3.3. Characteristic Data for Each Compound

Swinholide A (1): light yellow solid; [α]_D²³ +16.1 (c 0.12, MeOH); ¹H and ¹³C NMR data in CD₃OD given in Table 1; ESIMS: m/z 1411.9 [M + Na]⁺. HRMS (ESI): calcd for C₇₈H₁₃₂NaO₂₀: 1411.9210; found 1411.9257 [M + Na]⁺.

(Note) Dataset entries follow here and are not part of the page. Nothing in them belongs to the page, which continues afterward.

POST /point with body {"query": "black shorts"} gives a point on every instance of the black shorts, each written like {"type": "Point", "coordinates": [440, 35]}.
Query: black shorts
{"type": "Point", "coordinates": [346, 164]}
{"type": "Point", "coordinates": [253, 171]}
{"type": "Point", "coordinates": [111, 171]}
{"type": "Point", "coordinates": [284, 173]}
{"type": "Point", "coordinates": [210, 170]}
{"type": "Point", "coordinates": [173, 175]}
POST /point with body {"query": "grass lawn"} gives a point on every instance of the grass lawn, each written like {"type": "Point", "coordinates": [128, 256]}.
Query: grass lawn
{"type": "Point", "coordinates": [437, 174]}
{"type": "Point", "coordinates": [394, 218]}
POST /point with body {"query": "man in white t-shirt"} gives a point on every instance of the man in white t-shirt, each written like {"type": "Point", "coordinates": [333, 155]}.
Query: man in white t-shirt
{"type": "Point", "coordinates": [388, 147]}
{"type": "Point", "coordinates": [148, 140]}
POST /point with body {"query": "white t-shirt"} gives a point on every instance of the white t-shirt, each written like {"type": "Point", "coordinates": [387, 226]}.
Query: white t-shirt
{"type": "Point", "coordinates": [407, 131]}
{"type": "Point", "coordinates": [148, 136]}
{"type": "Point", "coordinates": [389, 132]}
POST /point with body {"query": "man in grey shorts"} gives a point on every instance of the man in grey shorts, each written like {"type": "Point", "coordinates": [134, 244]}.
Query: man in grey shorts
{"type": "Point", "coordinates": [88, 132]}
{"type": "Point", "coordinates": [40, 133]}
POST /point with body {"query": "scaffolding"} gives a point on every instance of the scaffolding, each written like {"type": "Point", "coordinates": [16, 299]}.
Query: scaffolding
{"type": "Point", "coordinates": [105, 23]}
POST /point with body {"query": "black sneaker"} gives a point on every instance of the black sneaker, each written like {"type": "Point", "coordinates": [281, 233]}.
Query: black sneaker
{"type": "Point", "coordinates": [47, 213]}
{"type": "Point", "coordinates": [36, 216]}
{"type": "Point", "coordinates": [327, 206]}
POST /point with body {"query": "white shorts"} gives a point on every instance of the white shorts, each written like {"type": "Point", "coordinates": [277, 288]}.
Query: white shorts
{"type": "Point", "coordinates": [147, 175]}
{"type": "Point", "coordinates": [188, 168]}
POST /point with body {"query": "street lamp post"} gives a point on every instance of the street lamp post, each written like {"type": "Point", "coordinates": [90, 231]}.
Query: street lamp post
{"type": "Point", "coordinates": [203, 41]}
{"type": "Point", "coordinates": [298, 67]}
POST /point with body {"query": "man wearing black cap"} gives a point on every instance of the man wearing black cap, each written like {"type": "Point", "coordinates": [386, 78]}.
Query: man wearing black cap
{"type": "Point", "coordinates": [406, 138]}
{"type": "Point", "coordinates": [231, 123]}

Swinholide J (2): light yellow solid; [α]_D²³ −11.7 (c 0.14, MeOH); ¹H and ¹³C NMR data in CD₃OD given in Table 1; ESIMS: m/z 1427.9 [M + Na]⁺. HRMS (ESI): calcd for C₇₈H₁₃₂NaO₂₁: 1427.9159; found 1427.9181 [M + Na]⁺.

4. Conclusions

In this paper we report the isolation and the structural characterization of a new swinholide congener, swinholide J endowed with potent cytotoxic activity from the marine sponge Theonella swinhoei. The structure was determined by extensive application of 2D NMR techniques. The discovery of swinholide J reaffirms the utility of examining marine sponge for identifying novel potential antitumor lead compounds.